Julie Harrison - Wine and Food Matching

Publish Date
Thursday, 1 October 2015, 3:52PM
By Julie Harrison

Whilst I don’t believe in having to have a certain wine with a certain food there are some things that go together and some that definitely don’t. So what are some perfect matches? A lot of matching food and wine is all about balance. The key thing is that the wine should not overpower or detract from the food and vice versa.

Wine and cheese are a classic combination. Fresh cheeses are good with fresh, crisp white wines like Sauvignon Blanc, Chenin Blanc and Pinot Gris. They can also work well with dry rose or champagne.  Creamy Brie is great with Chardonnay, dry sparkling wine or a low tannin red such as Beaujolais. As cheeses get older and harder the wine match can get bolder.   Swiss style cheese such as Gruyere and Emmental is good with Riesling, full bodied Chardonnay or fruity reds like Pinot Noir and Beaujolais. Aged, hard cheese like cheddar, aged Gruyere and Gouda, Comte and Parmigiano-Reggiano match well with Cabernet Sauvignon, big Italian reds like Barolo and Amarone as well as sweet white wines. The sweet wines work as they balance the saltiness of this type of cheese and the red wines work as the cheese tones down the astringent tannins in the wine. Salty cheese like Roquefort is fantastic with a sweet Sauterne.   Smelly cheese like Livarot needs something to take the edge off and aromatics like Gewurztraminer help with this.    Don’t forget fortified wines, Port and Sherry go well with all but the really delicate cheeses.

I love roast chicken with a rich Chardonnay but with a versatile meat like chicken or pork it is the flavours the meat is cooked with that really determines what wine goes best. Cooked in a tomato based sauce I would go with a lighter Italian red or Pinot noir. With something like Coq au Vin you should be drinking the wine you used for cooking. If you are having chicken with lemon try Riesling or Sauvignon Blanc and chicken in a rich mushroom sauce would go well with a Pinot Noir.

Think about matching like with like. Asparagus dishes go well with Sauvignon Blanc. Venison with a red current sauce works well with the dark berry fruit character of Cabernet Sauvignon. Duck with a cherry based sauce is perfect for Pinot Noir and any mushroom dish also goes well with a good, earthy Pinot Noir. Food high in acidity works best with acidic wines. If you have a food that is often accompanied by lemon or lime match it with an unoaked acidic white such as Sauvignon Blanc, Chenin Blanc or dry Riesling. Fatty foods are also great with acidic wines as the wine tones down the richness. Reasonably acidic Pinot Noir helps cut through the fat of duck or salmon and Sauvignon Blanc goes well with Pizza!

When it comes to fish the stronger the fish the stronger the wine can be.

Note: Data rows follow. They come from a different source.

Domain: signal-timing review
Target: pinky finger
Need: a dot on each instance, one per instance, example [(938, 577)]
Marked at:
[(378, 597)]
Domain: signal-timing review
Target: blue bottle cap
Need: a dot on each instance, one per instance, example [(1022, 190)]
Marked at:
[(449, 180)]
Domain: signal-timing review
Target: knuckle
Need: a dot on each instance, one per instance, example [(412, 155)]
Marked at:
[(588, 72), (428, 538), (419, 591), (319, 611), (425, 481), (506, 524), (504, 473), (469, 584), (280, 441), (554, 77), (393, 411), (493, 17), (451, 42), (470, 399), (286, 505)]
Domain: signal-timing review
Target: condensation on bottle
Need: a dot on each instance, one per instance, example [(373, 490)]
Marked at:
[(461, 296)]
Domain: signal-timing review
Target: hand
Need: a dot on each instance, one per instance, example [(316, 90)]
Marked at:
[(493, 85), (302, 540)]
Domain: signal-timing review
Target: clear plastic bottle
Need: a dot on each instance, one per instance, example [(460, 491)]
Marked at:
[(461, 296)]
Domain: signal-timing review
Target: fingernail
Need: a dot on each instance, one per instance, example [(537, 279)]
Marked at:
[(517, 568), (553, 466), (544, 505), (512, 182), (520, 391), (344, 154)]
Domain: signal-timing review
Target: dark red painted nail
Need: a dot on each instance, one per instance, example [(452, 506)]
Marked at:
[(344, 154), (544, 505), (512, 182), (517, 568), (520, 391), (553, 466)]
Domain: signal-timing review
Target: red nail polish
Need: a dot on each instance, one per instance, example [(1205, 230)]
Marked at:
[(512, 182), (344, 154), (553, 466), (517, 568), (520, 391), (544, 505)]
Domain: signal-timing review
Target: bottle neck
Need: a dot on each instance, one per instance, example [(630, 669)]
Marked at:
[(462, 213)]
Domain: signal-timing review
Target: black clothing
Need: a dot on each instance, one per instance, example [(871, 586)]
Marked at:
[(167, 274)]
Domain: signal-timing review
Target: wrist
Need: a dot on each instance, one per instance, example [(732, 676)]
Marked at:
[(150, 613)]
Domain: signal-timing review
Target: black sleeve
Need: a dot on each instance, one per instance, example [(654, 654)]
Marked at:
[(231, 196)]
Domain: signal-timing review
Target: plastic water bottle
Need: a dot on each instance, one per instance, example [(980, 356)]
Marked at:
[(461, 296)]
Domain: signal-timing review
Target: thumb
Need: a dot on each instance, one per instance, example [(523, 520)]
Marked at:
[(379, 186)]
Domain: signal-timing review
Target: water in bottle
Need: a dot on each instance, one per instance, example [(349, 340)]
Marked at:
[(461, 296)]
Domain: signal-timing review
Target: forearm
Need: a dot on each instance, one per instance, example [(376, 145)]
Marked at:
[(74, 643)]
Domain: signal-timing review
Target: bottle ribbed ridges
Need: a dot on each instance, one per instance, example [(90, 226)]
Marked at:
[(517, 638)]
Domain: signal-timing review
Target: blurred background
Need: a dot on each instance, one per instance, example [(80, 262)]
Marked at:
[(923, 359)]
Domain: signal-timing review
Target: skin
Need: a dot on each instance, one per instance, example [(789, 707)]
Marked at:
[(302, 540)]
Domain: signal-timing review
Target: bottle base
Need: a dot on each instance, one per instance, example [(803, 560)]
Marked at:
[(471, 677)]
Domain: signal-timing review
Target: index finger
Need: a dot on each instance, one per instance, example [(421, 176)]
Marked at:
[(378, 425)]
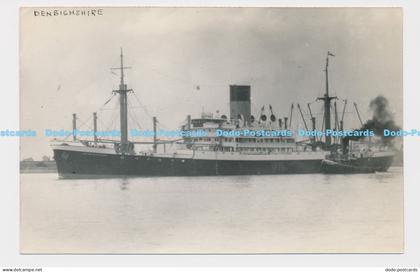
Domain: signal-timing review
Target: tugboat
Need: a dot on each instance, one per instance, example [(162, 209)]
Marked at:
[(204, 155)]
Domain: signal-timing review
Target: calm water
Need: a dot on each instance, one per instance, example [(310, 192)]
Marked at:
[(243, 214)]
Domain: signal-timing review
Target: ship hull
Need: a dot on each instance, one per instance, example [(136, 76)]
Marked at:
[(76, 164)]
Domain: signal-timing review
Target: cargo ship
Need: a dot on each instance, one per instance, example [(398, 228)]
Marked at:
[(206, 155)]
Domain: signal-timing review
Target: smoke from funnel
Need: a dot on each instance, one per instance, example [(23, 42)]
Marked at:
[(382, 119)]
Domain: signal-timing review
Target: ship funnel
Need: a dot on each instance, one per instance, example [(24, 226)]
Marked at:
[(240, 102)]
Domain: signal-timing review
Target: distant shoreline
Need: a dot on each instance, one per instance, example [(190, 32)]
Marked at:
[(38, 167)]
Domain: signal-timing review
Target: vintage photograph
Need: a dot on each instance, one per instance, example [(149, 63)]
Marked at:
[(211, 130)]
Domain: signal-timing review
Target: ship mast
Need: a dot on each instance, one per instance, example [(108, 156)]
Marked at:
[(122, 91), (327, 102)]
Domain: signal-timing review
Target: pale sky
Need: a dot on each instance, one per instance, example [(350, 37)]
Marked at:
[(65, 63)]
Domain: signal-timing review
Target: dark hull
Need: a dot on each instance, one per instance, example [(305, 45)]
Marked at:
[(362, 165), (77, 164)]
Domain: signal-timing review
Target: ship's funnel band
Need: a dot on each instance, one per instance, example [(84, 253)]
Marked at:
[(240, 101)]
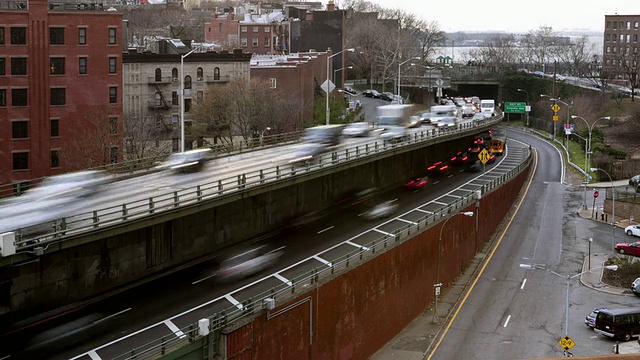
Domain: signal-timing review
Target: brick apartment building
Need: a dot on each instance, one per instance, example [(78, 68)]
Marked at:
[(60, 88), (296, 74), (620, 52)]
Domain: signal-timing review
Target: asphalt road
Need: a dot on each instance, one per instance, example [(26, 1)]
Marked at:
[(514, 313)]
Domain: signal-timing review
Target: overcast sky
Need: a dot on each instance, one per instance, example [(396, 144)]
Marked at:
[(518, 16)]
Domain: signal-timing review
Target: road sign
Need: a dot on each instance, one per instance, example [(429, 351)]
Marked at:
[(566, 343), (515, 107), (484, 156)]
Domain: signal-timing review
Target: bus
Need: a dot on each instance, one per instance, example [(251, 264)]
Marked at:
[(498, 142), (618, 323)]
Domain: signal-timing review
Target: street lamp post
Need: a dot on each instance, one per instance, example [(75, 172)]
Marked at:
[(400, 64), (567, 278), (336, 71), (613, 209), (328, 87), (438, 284), (182, 97), (526, 92)]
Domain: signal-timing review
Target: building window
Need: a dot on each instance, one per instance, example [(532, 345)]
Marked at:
[(112, 36), (113, 155), (113, 95), (56, 36), (21, 160), (112, 65), (55, 127), (18, 97), (113, 125), (18, 66), (82, 66), (58, 96), (20, 129), (55, 159), (82, 36), (18, 36), (56, 66)]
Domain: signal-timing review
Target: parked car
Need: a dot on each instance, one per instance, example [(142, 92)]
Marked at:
[(590, 320), (632, 230), (371, 93), (359, 129), (635, 286), (632, 249)]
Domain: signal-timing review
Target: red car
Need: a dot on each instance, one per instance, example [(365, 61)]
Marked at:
[(632, 249), (417, 183)]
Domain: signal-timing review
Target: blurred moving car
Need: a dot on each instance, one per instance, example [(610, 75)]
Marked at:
[(248, 262), (632, 230), (632, 249), (188, 161), (382, 210), (590, 319), (417, 183), (359, 129)]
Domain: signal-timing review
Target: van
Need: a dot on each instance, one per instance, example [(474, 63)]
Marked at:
[(618, 323), (488, 107)]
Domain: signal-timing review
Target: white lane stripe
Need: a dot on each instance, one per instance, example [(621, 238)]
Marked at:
[(282, 278), (233, 301), (507, 322), (407, 221), (382, 232), (322, 260), (175, 329), (207, 303)]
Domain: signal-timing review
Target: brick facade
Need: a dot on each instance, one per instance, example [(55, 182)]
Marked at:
[(69, 56)]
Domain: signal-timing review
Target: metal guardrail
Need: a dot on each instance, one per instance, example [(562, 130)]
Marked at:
[(219, 150), (247, 308), (100, 219)]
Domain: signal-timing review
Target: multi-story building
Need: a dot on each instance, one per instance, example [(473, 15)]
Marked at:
[(620, 52), (60, 87), (297, 74), (151, 93)]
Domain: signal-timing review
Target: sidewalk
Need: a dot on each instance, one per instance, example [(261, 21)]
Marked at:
[(417, 338)]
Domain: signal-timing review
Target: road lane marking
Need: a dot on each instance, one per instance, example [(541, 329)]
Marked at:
[(282, 278), (507, 322), (233, 301), (322, 260), (327, 229)]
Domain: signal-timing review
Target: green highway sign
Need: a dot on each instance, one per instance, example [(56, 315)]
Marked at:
[(515, 107)]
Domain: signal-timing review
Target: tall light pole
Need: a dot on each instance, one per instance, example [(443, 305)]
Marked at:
[(567, 278), (525, 91), (328, 87), (400, 64), (182, 97), (613, 209), (438, 284), (336, 71)]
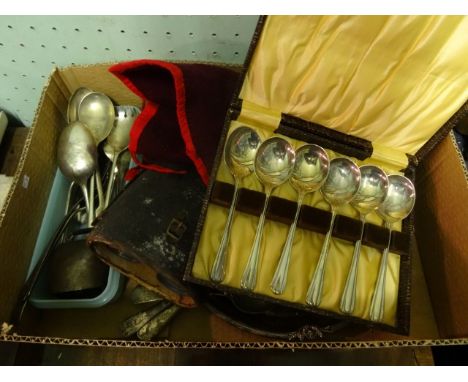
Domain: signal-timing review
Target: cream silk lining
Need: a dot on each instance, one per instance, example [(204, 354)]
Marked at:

Delicate white fish needs a delicate white wine such as Chenin Blanc, Sauvignon Blanc or Pinot Grigio. The more robust character of Tuna and Salmon means they can take on Chardonnay or Pinot Noir. Shell fish works well with Albarino, Sauvignon Blanc and Rose.   Again look at what you are serving the shellfish with. Rich seafood such as scallops or lobster with a buttery sauce is great with Chardonnay.

Beef is a natural partner of strong reds like Bordeaux blends, Malbec and a good Australian Shiraz. The tannins in the red wine cut through the fat in the meat and the richness of the meat smooths out the wine.   Malbec makes a great match for meat fresh off the barbecue. Lamb often needs something a bit more subtle and is a natural match for a good New Zealand Pinot Noir.

It is often hard to choose a wine for Asian Cuisine and it doesn’t help that you often eat a number of different dishes in one meal. Aromatic wines are a good option so you are looking at Riesling, Gewurztraminer and Pinot Gris. Choose something that is off-dry.   Sushi works well with bubbles.

Salty foods make tannins seem stronger so red wines are better avoided. Salty foods can be balanced by wines with a bit of sweetness or acidity like an off-dry Riesling or Champagne.

Desserts can be tricky when it comes to wine matching. A dish with a tart fruit component will work best with a more acidic wine. Sparkling wine is often a good safe option for dessert.   A Rose Champagne is wonderful with a raspberry or strawberry dessert. With heavier desserts you can’t go wrong with a Muscat and fortified wines like a good sweet Sherry or Port.

My personal favourite wine and food matches most of which fall into the “special treat” category are:

  • Foie Gras or Roquefort with Sauterne
  • The Spanish white wine, Albarino with oysters
  • Champagne and caviar
  • Sancerre (French Sauvignon Blanc) and fresh goats cheese.

The key is not to take it too seriously and enjoy what you enjoy, but when you find a combination that really enhances both the wine and the food the result is delicious.